The pricing structure of legal education has profound class implications. High tuition will inhibit people from middle-class and poor families more than it will deter the offspring of the rich with ample resources. Law school scholarship policies, for reasons I will explain, in effect channel students with financial means to higher ranked law schools, reaping better opportunities, while sending students without money to lower law schools. A growing proportion of elite legal positions will be held by people from wealthy backgrounds as a result. For students who rely on borrowing to finance their legal education, the heavy debt they carry will dictate the types of jobs they seek and constrain the career they go on to have.Of course, conservatives are concerned with upward mobility as well, probably as much so as liberals overall. Rush Limbaugh talks about it regularly. But the liberals' view of themselves, not the reality, is what is at issue here.
Liberal law professors often express concerns about class in American society -- championing access to the legal profession and the provision of legal services for underserved communities.
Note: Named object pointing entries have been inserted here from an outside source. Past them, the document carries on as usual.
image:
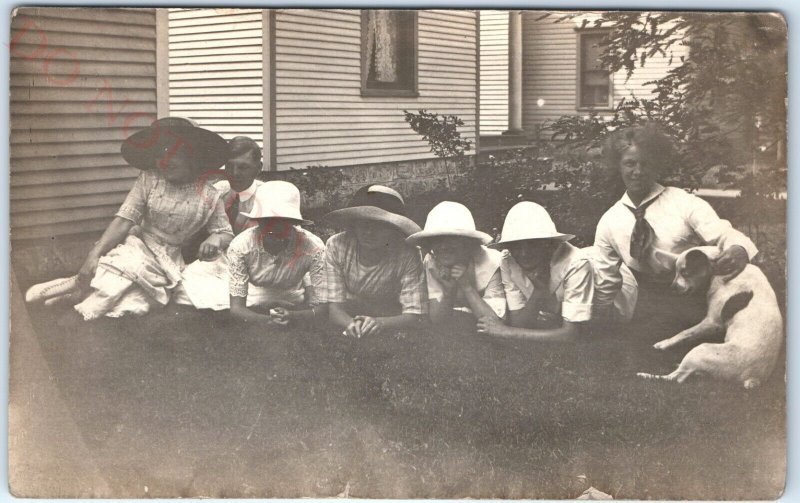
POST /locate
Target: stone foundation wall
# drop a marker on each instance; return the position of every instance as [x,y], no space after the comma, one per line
[44,259]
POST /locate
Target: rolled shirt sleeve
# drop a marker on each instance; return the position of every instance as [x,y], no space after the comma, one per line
[334,282]
[315,278]
[238,273]
[135,203]
[218,221]
[714,230]
[578,292]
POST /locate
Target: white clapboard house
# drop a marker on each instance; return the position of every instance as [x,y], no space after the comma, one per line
[535,69]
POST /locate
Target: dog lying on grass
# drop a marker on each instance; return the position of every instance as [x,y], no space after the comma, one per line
[744,307]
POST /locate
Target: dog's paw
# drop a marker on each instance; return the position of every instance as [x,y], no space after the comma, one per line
[661,345]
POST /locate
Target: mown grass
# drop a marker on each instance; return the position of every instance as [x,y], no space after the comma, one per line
[192,404]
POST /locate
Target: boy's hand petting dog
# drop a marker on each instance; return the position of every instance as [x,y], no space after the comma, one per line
[490,325]
[354,328]
[731,262]
[370,326]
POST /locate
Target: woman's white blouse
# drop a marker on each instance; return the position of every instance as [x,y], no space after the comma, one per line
[571,282]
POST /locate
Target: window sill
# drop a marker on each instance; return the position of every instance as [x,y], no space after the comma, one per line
[388,93]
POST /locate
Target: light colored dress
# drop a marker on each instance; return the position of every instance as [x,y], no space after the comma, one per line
[397,279]
[481,271]
[571,287]
[679,220]
[148,265]
[246,202]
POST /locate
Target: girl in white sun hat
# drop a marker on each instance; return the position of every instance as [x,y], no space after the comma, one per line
[462,274]
[274,266]
[549,283]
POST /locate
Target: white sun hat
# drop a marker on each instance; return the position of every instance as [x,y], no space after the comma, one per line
[276,199]
[449,219]
[376,203]
[528,220]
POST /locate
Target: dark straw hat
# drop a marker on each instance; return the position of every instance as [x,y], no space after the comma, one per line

Yet as law school tuition rose to its current extraordinary heights, progressive law professors did nothing to resist it. This Article explores what happened and why.
This is offered in the spirit of critical legal studies -- as a critical self-examination of the failure of leftist law professors. The Crits were highly critical of complacent liberal academics of their day, arguing that they had a hand in perpetuating an unjust legal system; here I charge liberal legal academia -- including the Crits -- with perpetuating the profoundly warped and harmful economics of legal education. What follows will offend many of my fellow liberals. It may even lose me some friends. Liberal law professors must see past their anger to reflect on whether there is a core truth to my arguments, to take personal responsibility for what has happened, and to engage in collective action to do something to alter the economics of our operation. If not, the current economic barrier to a legal career may become permanent.
Tamanhana has already ruffled feathers with his earlier book. One reviewer called him the dirtiest word in the lefty lexicon. He was accused of being a (gasp! horrors!) conservative.
Jacob Gershman has this post at WSJ Law Blog.
Looking back, I am fortunate that I attended law school (albeit not an elite one) at a time when the GI Bill covered the whole tuition. With no family money, it was the only way I could have gone.